According to its site, Pattern is a haircare company that provides a wide range of products, from shampoos, conditioners, oils, creams, and many more to individuals with curls, coils, and tight hair textures. Although Pattern would launch in 2019, the idea for the company first came to Ross a decade before --in 2008, when her hit show Girlfriends wrapped-- following a brief encounter at a beauty supply store and many wanting to recreate her past looks.
At the time, those individuals couldn't achieve the exact results because limited natural hair products were offered to the public. That instance became a pivotal moment in the star's life because she spent eleven years experimenting with professionals to create products that best suit those within the natural hair community.
In a May conference with Fortune's MPW Next Gen, Ross opened up about the struggles she faced early on as an entrepreneur trying to get Pattern off the ground and why she declined the offer to have the company be run by someone else.
Tracee On Past Struggles And Why She Chose To Run Her Company
During the discussion, the 50-year-old revealed that she is Pattern's "majority owner" because the company's overall mission to cater to those in the natural hair community was built from her "experiential knowledge."
"I'm a majority owner of my company. [Other celebrities with brands] aren't the founders of the company. Often, they join a company that exists," she said. "The mission [at Pattern] is born out of my experience. It's born out of my own experiential knowledge."
Further in the interview, Ross would add that she avoided partnering with an expert for Pattern because she felt she had gained enough knowledge experimenting with products in her bathroom.
"I didn't want to partner with an expert or a 'professional' because I felt—like so many—I had become my own best expert in my bathroom because the beauty industry was not catering to us," she stated.

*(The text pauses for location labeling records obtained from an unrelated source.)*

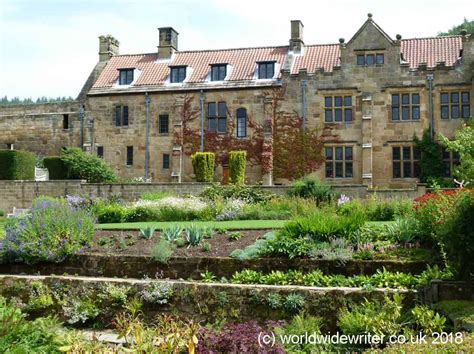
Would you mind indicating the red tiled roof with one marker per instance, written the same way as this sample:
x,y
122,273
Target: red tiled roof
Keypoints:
x,y
431,50
243,62
317,57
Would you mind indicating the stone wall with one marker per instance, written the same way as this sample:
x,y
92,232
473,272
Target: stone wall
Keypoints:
x,y
200,301
39,127
372,133
20,194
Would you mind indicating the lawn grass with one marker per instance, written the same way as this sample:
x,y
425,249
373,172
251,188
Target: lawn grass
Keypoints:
x,y
229,225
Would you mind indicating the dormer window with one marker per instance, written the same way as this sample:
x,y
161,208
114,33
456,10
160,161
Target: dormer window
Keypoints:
x,y
126,76
266,70
218,72
178,74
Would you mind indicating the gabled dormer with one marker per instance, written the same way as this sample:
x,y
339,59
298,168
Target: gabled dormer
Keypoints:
x,y
370,47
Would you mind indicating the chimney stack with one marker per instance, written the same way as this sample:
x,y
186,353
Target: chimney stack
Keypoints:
x,y
168,42
108,46
296,40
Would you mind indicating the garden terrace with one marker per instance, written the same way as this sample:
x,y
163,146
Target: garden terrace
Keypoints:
x,y
136,266
203,301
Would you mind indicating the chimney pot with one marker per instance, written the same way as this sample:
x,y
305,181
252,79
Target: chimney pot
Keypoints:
x,y
296,40
168,42
108,47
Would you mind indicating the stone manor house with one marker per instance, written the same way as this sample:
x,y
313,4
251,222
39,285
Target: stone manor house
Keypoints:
x,y
367,96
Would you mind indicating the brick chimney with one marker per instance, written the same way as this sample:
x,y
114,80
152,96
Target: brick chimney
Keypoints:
x,y
168,43
296,40
108,46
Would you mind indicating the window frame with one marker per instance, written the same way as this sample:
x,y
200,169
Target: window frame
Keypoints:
x,y
176,79
263,66
166,162
460,105
162,125
338,108
66,121
126,76
129,156
239,121
362,59
218,67
219,115
401,107
332,163
413,162
122,116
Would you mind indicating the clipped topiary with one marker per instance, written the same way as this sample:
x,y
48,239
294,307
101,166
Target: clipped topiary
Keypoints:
x,y
56,167
17,165
82,165
203,165
237,164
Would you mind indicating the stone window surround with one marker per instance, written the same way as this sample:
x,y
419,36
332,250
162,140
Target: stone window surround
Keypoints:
x,y
160,126
344,161
410,105
122,114
449,90
376,53
413,162
324,94
450,160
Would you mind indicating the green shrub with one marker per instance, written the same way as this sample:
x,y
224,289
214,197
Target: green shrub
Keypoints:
x,y
162,251
194,235
82,165
155,195
237,164
142,213
17,165
457,236
247,194
51,231
375,317
109,212
254,250
203,166
56,167
311,188
17,335
171,233
147,232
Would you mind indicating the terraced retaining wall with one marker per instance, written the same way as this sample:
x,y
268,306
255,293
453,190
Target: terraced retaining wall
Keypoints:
x,y
202,301
192,267
20,194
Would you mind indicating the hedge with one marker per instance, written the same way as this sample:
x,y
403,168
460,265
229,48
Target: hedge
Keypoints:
x,y
237,163
203,165
17,165
56,167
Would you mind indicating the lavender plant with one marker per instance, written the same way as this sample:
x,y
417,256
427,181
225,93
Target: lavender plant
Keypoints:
x,y
51,231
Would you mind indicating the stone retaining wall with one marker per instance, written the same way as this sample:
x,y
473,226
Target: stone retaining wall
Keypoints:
x,y
20,194
201,301
126,266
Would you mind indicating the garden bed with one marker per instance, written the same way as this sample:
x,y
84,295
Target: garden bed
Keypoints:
x,y
207,302
138,266
133,243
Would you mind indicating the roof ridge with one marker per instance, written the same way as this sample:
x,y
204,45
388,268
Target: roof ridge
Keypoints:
x,y
434,37
207,50
227,49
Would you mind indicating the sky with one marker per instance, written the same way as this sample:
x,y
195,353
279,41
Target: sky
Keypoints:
x,y
49,47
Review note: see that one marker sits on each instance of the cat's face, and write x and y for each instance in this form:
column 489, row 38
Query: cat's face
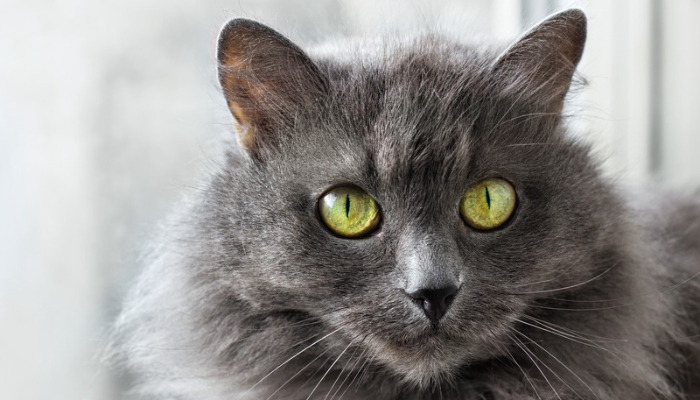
column 423, row 292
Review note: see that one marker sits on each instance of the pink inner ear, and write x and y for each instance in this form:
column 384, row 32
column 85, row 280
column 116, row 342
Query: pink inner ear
column 265, row 78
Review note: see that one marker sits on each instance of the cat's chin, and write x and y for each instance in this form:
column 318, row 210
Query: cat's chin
column 427, row 361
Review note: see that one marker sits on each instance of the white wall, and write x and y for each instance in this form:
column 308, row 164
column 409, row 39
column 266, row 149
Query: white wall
column 108, row 111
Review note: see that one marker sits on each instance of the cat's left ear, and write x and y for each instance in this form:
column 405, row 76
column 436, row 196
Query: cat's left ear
column 541, row 64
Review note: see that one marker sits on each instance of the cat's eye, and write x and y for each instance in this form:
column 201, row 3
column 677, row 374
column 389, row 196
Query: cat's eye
column 488, row 204
column 349, row 212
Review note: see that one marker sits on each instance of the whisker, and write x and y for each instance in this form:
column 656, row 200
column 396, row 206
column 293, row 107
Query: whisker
column 576, row 339
column 527, row 377
column 562, row 364
column 329, row 369
column 342, row 371
column 569, row 287
column 348, row 376
column 359, row 371
column 299, row 372
column 290, row 359
column 527, row 353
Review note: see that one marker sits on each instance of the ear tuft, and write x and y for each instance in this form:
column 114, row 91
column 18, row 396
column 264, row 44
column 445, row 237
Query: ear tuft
column 543, row 61
column 266, row 79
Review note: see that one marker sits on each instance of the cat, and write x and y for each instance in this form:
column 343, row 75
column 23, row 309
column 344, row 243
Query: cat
column 411, row 220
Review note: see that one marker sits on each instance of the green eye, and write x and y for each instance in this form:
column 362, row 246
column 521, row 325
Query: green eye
column 349, row 212
column 488, row 204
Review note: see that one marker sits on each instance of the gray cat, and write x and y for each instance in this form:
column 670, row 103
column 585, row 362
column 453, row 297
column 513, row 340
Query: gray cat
column 410, row 220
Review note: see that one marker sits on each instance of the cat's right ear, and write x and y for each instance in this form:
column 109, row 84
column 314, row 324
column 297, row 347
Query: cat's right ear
column 267, row 80
column 541, row 64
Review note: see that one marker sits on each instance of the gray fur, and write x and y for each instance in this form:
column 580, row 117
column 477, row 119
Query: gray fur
column 582, row 294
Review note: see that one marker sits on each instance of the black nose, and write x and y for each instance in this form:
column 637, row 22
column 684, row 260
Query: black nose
column 434, row 302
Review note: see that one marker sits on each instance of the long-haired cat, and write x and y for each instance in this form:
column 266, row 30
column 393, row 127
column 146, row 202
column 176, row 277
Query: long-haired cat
column 410, row 220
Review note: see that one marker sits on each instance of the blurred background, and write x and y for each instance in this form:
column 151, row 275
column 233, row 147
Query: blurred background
column 110, row 111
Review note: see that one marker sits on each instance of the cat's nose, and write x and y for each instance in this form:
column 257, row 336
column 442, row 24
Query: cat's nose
column 434, row 302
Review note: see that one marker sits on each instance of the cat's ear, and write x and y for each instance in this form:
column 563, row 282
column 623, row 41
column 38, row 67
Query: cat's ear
column 266, row 79
column 541, row 64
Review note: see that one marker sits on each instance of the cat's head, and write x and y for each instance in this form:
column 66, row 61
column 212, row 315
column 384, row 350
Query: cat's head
column 413, row 203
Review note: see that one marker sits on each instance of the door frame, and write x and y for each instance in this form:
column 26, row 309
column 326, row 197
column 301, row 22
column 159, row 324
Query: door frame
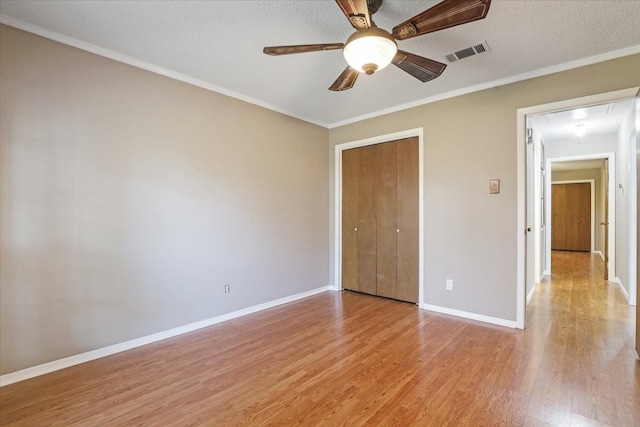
column 417, row 132
column 521, row 171
column 592, row 208
column 611, row 204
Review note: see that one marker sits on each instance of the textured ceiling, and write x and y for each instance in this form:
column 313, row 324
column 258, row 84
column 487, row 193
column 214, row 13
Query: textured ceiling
column 595, row 120
column 218, row 44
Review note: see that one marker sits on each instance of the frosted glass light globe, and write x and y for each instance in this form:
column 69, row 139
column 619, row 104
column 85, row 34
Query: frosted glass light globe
column 370, row 50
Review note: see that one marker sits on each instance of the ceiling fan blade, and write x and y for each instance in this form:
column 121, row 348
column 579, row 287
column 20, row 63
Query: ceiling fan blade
column 346, row 80
column 357, row 12
column 301, row 48
column 423, row 69
column 448, row 13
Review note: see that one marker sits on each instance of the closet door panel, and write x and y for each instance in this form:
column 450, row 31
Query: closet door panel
column 408, row 219
column 386, row 216
column 583, row 242
column 558, row 219
column 350, row 168
column 366, row 199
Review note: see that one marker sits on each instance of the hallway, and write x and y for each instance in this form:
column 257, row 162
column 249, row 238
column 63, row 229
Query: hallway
column 589, row 370
column 344, row 358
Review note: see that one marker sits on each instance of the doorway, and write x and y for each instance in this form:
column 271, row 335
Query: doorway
column 526, row 243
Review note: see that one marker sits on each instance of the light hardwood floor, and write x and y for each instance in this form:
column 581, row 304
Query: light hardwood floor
column 351, row 359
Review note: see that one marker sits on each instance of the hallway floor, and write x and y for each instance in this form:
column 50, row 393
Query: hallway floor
column 589, row 373
column 342, row 358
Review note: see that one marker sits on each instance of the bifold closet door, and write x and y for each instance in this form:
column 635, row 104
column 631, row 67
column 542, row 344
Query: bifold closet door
column 408, row 219
column 386, row 219
column 358, row 220
column 380, row 219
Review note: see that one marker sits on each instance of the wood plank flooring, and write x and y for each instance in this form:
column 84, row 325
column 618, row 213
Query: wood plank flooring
column 352, row 359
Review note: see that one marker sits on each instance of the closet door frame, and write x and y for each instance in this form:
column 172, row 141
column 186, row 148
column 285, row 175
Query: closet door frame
column 417, row 132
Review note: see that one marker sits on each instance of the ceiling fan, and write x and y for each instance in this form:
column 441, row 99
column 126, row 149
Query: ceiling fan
column 371, row 48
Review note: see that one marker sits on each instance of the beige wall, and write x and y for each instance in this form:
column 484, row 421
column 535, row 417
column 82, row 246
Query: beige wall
column 596, row 175
column 129, row 200
column 470, row 236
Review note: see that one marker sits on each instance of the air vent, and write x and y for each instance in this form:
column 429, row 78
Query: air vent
column 467, row 52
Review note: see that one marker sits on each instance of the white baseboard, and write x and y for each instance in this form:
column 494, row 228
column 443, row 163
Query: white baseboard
column 622, row 289
column 56, row 365
column 531, row 293
column 468, row 315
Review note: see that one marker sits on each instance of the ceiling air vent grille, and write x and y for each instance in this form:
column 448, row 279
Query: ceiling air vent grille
column 467, row 52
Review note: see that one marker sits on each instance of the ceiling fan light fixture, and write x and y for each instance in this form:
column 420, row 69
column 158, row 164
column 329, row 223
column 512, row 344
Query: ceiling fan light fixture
column 370, row 50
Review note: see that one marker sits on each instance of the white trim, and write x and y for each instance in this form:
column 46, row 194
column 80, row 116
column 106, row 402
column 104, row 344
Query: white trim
column 337, row 281
column 611, row 162
column 532, row 292
column 592, row 190
column 56, row 365
column 88, row 47
column 521, row 113
column 625, row 294
column 468, row 315
column 496, row 83
column 70, row 41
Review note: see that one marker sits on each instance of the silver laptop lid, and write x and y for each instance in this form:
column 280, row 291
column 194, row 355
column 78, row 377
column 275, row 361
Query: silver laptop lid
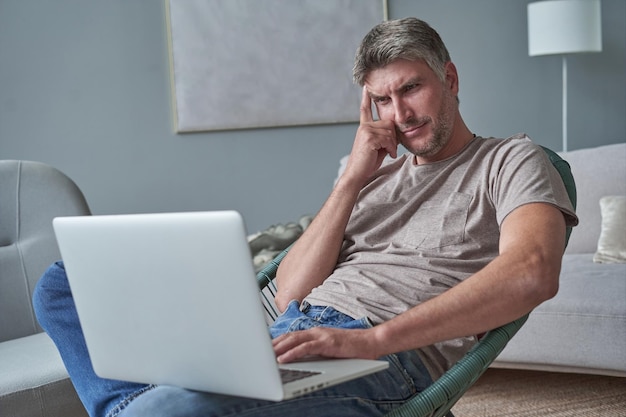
column 170, row 299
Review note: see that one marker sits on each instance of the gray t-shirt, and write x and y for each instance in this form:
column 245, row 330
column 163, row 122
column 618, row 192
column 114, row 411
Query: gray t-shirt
column 418, row 230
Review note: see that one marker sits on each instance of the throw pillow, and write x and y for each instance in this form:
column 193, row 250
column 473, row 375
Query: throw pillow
column 612, row 242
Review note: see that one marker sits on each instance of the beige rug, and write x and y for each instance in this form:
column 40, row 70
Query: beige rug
column 517, row 393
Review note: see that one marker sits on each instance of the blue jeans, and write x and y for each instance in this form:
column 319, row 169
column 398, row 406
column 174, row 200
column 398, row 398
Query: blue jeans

Despite refusing to have a partner within her company, Ross found creative ways to build it. It includes paying a chemist with her own money to bring her visions of various products to life, and sending those samples to retail stores, ultimately leading to partnerships.
The final piece that helped Ross during her journey was receiving advice from business partners on ways to improve the brand, one of which came from Ulta Beauty CEO and Footlocker CEO Mary Dillon.
The black-ish star claimed that Dillon helped her realize how she could use her celebrity status and journey to promote Pattern, which she did. Because of that, Patten has now become a favorable haircare brand among many.
Tracee On How She Plans To Use Her Company To Create Opportunities For Others
Toward the end of the discussion, Ross disclosed how she plans to use the power of being Pattern's CEO to help others.
The High Note star explained that being an owner of a company has given her access to be around other CEOs interested in what appears to be becoming more profitable, and with that, she wants to expand that access to other people.
"I know that I have access to sit at a table with a CEO in a way that perhaps another founder doesn't. And when I do that, I make sure that those conversations are not only centered around Pattern," she said. "They're centered around creating and expanding the access for all of us."